For laser intensities in the range of 108 - 109 W/cm2, and pulse lengths of order 10 microseconds or longer, we have modified the inertial confinement fusion code Lasnex to simulate gaseous and some dense material aspects of the laser-matter interaction. The unique aspect of our treatment consists of an ablation model which defines a dense material-vapor interface and then calculates the mass flow across this interface. The model treats the dense material as a rigid two-dimensional mass and heat reservoir suppressing all hydrodynamic motion in the dense material. The computer simulations and additional post-processors provide predictions for measurements including impulse given to the target, pressures at the target interface, electron temperatures and densities in the vapor-plasma plume region, and emission of radiation from the target. We will present an analysis of some relatively well diagnosed experiments which have been useful in developing our modeling.
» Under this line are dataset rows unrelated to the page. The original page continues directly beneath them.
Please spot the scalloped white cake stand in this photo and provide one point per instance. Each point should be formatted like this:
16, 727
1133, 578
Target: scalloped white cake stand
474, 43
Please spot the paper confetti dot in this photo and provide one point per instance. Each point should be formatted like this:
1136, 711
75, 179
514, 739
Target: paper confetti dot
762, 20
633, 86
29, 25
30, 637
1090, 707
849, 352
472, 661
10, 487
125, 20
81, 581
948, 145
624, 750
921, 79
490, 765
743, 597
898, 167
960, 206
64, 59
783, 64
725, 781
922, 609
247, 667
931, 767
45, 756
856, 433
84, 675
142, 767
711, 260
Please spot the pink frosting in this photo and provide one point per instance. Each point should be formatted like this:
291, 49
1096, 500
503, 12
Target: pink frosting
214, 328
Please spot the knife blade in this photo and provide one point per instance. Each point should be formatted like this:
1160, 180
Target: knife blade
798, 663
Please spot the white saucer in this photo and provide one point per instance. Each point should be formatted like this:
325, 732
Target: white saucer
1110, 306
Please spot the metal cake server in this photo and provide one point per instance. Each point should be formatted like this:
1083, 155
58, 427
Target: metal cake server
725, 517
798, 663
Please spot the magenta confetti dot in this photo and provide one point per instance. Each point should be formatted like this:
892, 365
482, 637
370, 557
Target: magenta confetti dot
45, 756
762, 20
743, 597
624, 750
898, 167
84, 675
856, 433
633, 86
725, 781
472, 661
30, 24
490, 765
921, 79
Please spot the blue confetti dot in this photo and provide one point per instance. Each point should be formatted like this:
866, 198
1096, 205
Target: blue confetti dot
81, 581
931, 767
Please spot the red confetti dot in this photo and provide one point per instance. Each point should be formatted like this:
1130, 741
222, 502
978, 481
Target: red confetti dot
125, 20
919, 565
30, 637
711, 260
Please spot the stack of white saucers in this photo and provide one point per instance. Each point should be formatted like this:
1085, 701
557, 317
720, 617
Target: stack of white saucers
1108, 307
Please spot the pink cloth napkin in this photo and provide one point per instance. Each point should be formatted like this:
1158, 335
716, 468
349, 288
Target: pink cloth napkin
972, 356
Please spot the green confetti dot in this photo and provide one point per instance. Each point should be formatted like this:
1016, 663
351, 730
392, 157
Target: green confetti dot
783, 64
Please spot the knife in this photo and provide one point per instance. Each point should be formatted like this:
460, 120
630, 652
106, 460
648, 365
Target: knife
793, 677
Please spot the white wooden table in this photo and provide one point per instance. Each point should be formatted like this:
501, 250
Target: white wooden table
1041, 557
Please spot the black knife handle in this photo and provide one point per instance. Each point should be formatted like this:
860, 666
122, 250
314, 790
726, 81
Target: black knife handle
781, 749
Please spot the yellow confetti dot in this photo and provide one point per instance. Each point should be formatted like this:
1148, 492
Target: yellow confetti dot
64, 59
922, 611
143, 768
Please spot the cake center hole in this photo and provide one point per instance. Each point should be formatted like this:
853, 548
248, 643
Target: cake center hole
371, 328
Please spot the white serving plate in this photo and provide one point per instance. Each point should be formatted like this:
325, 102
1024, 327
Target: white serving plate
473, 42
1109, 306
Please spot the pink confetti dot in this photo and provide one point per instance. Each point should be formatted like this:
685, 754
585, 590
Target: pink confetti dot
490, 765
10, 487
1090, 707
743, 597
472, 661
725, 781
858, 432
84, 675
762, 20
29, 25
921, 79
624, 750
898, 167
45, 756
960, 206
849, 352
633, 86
The simulations match experimentally obtained target impulses, pressures at the target surface inside the laser spot, and radiation emission from the target to within about 20%. Hence our simulational technique appears to form a useful basis for further investigation of laser-surface interaction in this intensity, pulse-width range.

Paper Details

Date Published: 14 September 1998
PDF: 10 pages
Proc. SPIE 3343, High-Power Laser Ablation, (14 September 1998); doi: 10.1117/12.321583
Show Author Affiliations
S. Robert Goldman, Los Alamos National Lab. (United States)
Mark D. Wilke, Los Alamos National Lab. (United States)
Ray E.L. Green, Los Alamos National Lab. (United States)
George E. Busch, Los Alamos National Lab. (United States)
Randall P. Johnson, Los Alamos National Lab. (United States)


Published in SPIE Proceedings Vol. 3343:
High-Power Laser Ablation
Claude R. Phipps, Editor(s)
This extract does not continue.